We carried on with our road trip via a lunch stop: shrimp, fish, pork or chicken the  only options, always served with the standard vegetables: cou-cou, casava, plantain etc, etc.  and that was OK but afterwards stopping at a roadside ice-cream shack with an astonishing view, the highlight was hummingbirds sampling from the flowers just outside the open window we were enjoying the view from.

On to Scarborough, the capital, and back along the Atlantic coast which was more developed and with more agriculture, to Roxborough and Speyside before crossing the high, forested ridge back to Charlotteville and immigration.  I explained I didn’t have the ships papers because we thought we had an appointment tomorrow, but she made us dinghy out to get them and waited for us but then doubled the clearance fee because we were outside of office hours.

On Friday morning after the clearing out debacle we took the car back to Speyside and explored a bit there before handing it back. We couldn’t find the hire car business but were eventually flagged down by the hirers mother who had phoned her neighbour to stop us and make us turn around.  We the walked to Gemma’s Tree House for lunch.  As the name suggested it was an open-air, first floor restaurant built around an enormous and ancient almond tree on the beach front.

The sail back, with a free wind on Friday night, was very fast and we arrived early off the Grenada coast on Saturday morning and had to take the headsail off to slow down and wait for it to get light.  There is little or nothing in the way of  navigation aids here.

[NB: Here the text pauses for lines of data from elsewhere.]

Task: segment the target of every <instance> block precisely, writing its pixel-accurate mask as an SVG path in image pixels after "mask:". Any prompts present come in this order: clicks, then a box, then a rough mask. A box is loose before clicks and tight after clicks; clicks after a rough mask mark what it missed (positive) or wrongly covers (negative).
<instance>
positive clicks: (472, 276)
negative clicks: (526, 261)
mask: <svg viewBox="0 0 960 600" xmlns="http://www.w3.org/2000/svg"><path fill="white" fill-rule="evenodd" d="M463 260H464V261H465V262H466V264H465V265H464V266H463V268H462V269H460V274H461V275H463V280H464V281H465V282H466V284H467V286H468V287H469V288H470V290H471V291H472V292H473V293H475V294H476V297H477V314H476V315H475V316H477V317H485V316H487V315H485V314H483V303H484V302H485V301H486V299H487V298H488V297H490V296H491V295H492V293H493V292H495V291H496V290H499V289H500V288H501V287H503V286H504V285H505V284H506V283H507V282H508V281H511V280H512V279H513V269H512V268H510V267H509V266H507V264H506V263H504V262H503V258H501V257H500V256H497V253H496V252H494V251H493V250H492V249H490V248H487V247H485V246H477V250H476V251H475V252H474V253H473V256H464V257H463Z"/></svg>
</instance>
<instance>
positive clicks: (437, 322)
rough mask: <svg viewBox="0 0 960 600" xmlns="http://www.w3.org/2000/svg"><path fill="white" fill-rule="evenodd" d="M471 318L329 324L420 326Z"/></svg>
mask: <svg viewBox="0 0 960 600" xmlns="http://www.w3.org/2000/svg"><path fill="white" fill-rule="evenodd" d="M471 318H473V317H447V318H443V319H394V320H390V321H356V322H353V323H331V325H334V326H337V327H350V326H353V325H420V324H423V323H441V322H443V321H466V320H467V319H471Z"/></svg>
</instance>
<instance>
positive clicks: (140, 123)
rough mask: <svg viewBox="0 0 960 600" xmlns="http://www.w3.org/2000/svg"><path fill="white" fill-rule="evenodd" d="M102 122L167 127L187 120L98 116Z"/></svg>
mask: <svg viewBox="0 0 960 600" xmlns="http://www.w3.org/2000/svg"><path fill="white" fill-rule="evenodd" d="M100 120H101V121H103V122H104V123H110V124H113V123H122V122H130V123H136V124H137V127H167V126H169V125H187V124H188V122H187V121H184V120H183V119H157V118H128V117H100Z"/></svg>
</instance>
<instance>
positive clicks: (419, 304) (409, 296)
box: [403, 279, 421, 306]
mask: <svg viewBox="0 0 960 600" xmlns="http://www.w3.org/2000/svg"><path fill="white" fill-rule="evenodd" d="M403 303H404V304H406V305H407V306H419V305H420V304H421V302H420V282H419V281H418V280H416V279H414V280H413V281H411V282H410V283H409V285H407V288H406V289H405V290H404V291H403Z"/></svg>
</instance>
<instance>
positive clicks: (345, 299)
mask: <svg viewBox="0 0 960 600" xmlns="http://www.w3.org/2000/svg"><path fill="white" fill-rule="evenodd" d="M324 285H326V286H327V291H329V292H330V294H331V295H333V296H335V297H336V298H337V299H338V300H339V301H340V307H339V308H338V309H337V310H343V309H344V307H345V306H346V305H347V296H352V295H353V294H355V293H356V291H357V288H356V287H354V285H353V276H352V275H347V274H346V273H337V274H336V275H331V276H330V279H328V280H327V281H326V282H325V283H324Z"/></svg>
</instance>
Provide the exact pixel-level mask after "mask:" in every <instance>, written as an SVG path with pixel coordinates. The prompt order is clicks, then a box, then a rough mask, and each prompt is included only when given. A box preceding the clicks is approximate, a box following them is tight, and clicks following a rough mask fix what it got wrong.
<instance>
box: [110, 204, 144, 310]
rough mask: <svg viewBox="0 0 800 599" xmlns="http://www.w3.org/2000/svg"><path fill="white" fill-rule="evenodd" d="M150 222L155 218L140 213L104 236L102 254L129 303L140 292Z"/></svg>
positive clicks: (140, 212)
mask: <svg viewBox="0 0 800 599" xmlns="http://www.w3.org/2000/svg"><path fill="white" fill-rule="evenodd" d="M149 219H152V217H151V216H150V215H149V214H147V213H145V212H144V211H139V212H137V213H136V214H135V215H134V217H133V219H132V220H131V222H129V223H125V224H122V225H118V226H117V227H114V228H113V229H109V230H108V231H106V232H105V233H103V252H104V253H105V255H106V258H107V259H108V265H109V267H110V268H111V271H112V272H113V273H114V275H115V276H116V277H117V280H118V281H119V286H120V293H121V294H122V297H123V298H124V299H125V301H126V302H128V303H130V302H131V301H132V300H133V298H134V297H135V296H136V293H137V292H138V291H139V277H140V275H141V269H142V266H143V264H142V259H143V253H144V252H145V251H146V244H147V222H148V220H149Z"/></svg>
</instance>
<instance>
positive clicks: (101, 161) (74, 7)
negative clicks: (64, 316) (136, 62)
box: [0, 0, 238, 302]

Despite the dire warnings about security, we were impressed by Tobago: the people were friendly (discounting immigration) and the scenery and rain forest spectacular and undeveloped and tourism seemed invisible.  We were offered a lift by a local after we had returned the hire car, people went out of their way to recommend places to eat or visit. The car hirers’ mother would have taken us in for a beer because she was worried that Gemma didn’t sell alcohol in the Tree House.  While we were away, someone also re-secured our dinghy for us on the landing stage when one of my lines had come adrift.

 

Pirates Bay - Scathach in the far distance
Forms for clearing out. When did you last see carbon paper?